Le Conseil national de la refondation consacré au Logement, qui se tient aujourd’hui et qui rassemble les acteurs de la construction, a pour objectif de proposer des solutions concrètes pour que le logement ne devienne pas la bombe sociale et écologique de demain, comme l’a compris Olivier Klein. Si l’exercice d’écoute et de dialogue est nécessaire, il est essentiel qu’il ne se résume pas à un énième diagnostic des maux et des tensions que nous partageons tous.
Le logement reste le premier poste de dépenses des ménages, une préoccupation majeure des Français et l’achat de toute une vie pour beaucoup d’entre eux. Mais voilà : le défi de loger tous nos concitoyens, dignement et décemment, et là où les besoins existent, reste non seulement d’actualité mais surtout de plus en plus prégnant. Relever ce défi, celui du logement pour tous, passe d’abord par le refus d’opposer les logements entre eux. De fait, le logement privé et sa filière de promotion, sont aujourd’hui les principaux producteurs du logement intermédiaire comme du logement social, du logement des propriétaires comme de celui des locataires, des personnes aisées comme des plus fragiles.
Face à l’urgence sociale, nous ne pourrons réussir qu’ensemble. L’Union sacrée du monde du Logement évoquée par le Ministre de la Ville et du Logement est possible, mais elle ne restera qu’une formule, si toute la chaîne de la fabrication de la ville n’est pas valorisée et encouragée.

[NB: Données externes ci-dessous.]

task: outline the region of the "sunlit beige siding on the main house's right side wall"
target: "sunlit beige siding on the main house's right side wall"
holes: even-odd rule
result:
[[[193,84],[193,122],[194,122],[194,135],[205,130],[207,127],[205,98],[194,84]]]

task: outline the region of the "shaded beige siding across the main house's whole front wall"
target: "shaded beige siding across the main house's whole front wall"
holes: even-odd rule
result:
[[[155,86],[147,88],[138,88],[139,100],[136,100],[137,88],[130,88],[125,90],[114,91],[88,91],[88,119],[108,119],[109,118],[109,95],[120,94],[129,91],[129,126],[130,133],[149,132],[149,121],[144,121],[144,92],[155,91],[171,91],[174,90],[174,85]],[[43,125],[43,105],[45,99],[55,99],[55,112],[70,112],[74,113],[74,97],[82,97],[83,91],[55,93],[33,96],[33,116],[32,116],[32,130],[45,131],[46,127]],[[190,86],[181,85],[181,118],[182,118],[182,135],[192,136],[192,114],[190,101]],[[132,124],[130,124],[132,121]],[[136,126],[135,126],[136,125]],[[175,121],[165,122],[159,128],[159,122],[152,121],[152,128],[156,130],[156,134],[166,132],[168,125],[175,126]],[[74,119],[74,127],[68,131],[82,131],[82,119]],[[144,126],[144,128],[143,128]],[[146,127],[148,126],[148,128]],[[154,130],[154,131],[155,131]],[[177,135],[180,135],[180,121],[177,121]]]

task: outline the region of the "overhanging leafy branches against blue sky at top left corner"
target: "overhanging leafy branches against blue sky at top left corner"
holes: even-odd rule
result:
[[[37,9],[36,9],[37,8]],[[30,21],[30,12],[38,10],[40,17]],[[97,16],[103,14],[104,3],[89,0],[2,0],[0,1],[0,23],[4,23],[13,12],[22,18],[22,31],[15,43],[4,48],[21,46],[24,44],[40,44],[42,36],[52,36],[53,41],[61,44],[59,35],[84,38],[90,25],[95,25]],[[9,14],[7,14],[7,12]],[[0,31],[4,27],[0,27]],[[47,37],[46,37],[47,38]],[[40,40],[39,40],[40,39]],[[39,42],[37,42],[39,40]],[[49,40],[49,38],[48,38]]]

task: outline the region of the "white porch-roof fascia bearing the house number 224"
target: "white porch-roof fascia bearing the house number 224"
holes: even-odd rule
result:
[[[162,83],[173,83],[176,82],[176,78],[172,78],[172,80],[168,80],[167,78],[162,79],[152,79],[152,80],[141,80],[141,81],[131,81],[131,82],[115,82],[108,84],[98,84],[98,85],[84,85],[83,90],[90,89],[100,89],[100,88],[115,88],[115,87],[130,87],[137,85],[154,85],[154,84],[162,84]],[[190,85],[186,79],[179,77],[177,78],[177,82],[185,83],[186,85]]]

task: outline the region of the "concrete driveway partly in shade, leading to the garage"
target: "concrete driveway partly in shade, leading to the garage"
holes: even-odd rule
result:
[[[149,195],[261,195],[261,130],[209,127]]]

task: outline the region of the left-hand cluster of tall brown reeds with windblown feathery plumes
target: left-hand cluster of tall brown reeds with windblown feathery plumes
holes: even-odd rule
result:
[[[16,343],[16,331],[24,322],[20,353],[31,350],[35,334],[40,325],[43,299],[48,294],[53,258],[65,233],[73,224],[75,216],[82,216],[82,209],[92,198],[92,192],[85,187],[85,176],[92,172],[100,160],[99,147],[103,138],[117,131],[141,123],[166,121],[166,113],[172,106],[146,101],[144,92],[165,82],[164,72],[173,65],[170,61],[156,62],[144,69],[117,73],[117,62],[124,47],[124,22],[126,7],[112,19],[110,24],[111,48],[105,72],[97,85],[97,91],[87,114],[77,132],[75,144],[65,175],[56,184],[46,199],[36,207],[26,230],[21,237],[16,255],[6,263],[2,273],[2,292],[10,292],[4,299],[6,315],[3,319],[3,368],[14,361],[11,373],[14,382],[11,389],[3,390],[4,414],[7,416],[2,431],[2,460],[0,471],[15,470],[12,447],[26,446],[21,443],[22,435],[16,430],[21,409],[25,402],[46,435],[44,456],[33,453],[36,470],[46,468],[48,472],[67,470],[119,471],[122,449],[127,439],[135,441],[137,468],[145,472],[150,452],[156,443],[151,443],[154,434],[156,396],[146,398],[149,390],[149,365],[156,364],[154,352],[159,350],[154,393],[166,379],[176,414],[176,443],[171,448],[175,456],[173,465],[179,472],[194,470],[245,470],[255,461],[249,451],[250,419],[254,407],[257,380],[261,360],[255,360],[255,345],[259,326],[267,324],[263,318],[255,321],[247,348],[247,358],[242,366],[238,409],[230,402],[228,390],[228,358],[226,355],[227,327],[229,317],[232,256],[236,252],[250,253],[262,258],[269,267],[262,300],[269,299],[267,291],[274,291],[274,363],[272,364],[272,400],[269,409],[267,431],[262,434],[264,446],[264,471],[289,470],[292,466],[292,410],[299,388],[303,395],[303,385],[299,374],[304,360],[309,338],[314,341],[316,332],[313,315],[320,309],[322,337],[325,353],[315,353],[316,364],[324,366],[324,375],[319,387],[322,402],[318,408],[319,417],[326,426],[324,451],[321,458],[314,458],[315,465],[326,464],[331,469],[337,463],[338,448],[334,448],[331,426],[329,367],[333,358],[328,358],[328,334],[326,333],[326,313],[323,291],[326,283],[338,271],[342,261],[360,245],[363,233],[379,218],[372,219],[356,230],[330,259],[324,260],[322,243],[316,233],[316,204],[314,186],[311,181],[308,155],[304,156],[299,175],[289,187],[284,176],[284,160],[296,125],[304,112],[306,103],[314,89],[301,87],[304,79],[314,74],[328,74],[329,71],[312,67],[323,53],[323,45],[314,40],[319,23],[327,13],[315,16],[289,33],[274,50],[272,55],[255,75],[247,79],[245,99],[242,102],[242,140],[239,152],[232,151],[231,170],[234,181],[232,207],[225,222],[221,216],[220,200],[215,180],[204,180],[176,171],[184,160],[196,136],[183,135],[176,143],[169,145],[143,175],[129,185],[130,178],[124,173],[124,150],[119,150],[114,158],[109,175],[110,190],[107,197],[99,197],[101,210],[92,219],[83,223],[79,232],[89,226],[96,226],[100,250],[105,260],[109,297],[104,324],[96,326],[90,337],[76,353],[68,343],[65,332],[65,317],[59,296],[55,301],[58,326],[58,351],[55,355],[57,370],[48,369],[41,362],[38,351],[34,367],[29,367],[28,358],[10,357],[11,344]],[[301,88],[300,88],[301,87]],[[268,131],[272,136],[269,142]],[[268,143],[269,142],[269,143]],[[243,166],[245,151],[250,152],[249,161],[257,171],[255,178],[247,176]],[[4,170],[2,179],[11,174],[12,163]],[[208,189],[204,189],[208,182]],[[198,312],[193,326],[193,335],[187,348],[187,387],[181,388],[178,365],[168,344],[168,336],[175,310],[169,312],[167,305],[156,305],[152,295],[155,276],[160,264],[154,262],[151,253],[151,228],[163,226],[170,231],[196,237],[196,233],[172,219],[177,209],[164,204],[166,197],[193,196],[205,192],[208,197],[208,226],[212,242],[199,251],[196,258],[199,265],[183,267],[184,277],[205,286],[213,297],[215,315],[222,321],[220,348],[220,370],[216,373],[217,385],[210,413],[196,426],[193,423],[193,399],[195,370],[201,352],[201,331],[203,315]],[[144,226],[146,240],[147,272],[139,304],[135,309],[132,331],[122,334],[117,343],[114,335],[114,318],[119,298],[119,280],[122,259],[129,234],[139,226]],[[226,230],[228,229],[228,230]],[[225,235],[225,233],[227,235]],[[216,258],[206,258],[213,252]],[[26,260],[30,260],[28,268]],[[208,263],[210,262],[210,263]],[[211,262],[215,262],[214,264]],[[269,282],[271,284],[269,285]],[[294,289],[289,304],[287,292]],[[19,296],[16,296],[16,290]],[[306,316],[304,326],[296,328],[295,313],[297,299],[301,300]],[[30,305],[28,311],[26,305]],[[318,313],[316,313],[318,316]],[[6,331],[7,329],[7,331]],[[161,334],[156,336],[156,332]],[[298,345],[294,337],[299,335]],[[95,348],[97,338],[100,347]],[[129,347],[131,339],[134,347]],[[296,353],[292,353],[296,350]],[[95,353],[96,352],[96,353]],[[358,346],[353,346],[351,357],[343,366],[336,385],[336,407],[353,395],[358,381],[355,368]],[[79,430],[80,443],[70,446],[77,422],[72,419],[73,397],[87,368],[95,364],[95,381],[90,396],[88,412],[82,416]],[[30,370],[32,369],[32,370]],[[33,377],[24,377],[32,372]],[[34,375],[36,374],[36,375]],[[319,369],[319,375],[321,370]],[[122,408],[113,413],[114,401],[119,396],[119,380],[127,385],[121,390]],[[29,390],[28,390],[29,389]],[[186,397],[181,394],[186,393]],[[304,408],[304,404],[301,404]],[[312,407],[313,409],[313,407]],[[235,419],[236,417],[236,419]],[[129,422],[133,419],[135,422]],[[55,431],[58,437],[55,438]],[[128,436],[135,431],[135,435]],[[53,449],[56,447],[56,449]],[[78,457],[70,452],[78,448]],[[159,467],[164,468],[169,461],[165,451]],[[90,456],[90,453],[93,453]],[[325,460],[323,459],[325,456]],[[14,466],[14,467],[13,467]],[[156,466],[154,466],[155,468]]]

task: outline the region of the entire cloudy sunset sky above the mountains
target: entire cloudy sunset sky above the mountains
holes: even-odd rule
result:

Il faut mobiliser le foncier avec volontarisme, et d’abord le foncier public, celui de l’Etat, pour permettre de construire des logements dans les territoires les plus tendus, à des prix accessibles et même abordables, qui facilitent des parcours résidentiels locaux et évitent les mécanismes d’éviction par les prix qui prévalent aujourd’hui dans les zones denses. Car comment comprendre que la rétention foncière soit aujourd’hui plus avantageuse sur le plan fiscal que sa cession et sa transformation?
Evidemment, il importe de soutenir les collectivités afin que celles-ci retrouvent un intérêt à construire obéré par la raréfaction de leurs ressources ces dernières années. Les maires bâtisseurs doivent bénéficier d’aides dédiées et importantes, pour restaurer leurs capacités d’investissement et d’exploitation d’équipements publics. Aujourd’hui, plus un maire construit, plus ça lui coûte ! N’est-il pas temps d’inverser cela ?
Les dispositifs fiscaux dédiés à l’investissement locatif ont, eux aussi, besoin de pérennité. A fortiori dans la conjoncture actuelle, qui peut nier que la prévisibilité est un facteur de confiance économique décisif pour les acteurs du secteur, et l’utilité sociale absolue des logements produits via ces dispositifs pour tous les habitants ?
Par ailleurs, il est urgent que les règles qui fixent l’ambition écologique deviennent une opportunité, et non un frein, à l’acte de construire. Être au rendez-vous du Zéro Artificialisation Nette ou de la Règlementation environnementale RE 2020, demande de la confiance, de la vigilance et la lucidité de tous sur les conditions nécessaires à leur réussite.
N’allons pas trop vite ! Si nous ne respectons pas ensemble, maîtres d’ouvrage publics et privés, la progressivité des jalons réglementaires 2025, 2028, 2031 de la RE, les industries et les filières de construction n’auront pas le temps de s’organiser et les prix des logements s’en trouveront lourdement enchéris.
Non, la règlementation ne doit pas organiser la convergence exclusive vers un matériau unique de construction, le bois, qui présente certes des avantages mais aussi le défaut de ne pas avoir d’inertie et pour la question du confort d’été, et aussi de restreindre la créativité, la liberté et l’esthétique architecturales qui font aimer la ville, et de pénaliser certaines filières de construction locales. Au risque, aussi, de standardiser la ville de demain, ce que personne ne souhaite.
Non, les normes administratives ne peuvent plus être incohérentes entre elles, au point que les services d’incendie nous demandent d’encapsuler les immeubles de structure bois, au prix de perdre leur légèreté carbone initialement visée.
Non, nous ne pouvons pas calculer l’empreinte carbone des bâtiments sur un cycle de vie limité sans distinction à 50 ans ! Cela condamne des bâtiments plus lourds, mais dont la vie peut être beaucoup plus longue car réversible, comme les bâtiments d’Haussmann ou d’Eiffel.
Il est temps d’encourager et d’organiser l’effort de tous les acteurs au service d’une ville belle, vertueuse, inclusive, au service de tous. Une ville choisie et non subie, réconciliée avec les Françaises et les Français. Alors d’accord pour que le Conseil National de la refondation consacré au logement en soit le déclencheur, mais l’urgence est là et les mesures attendues.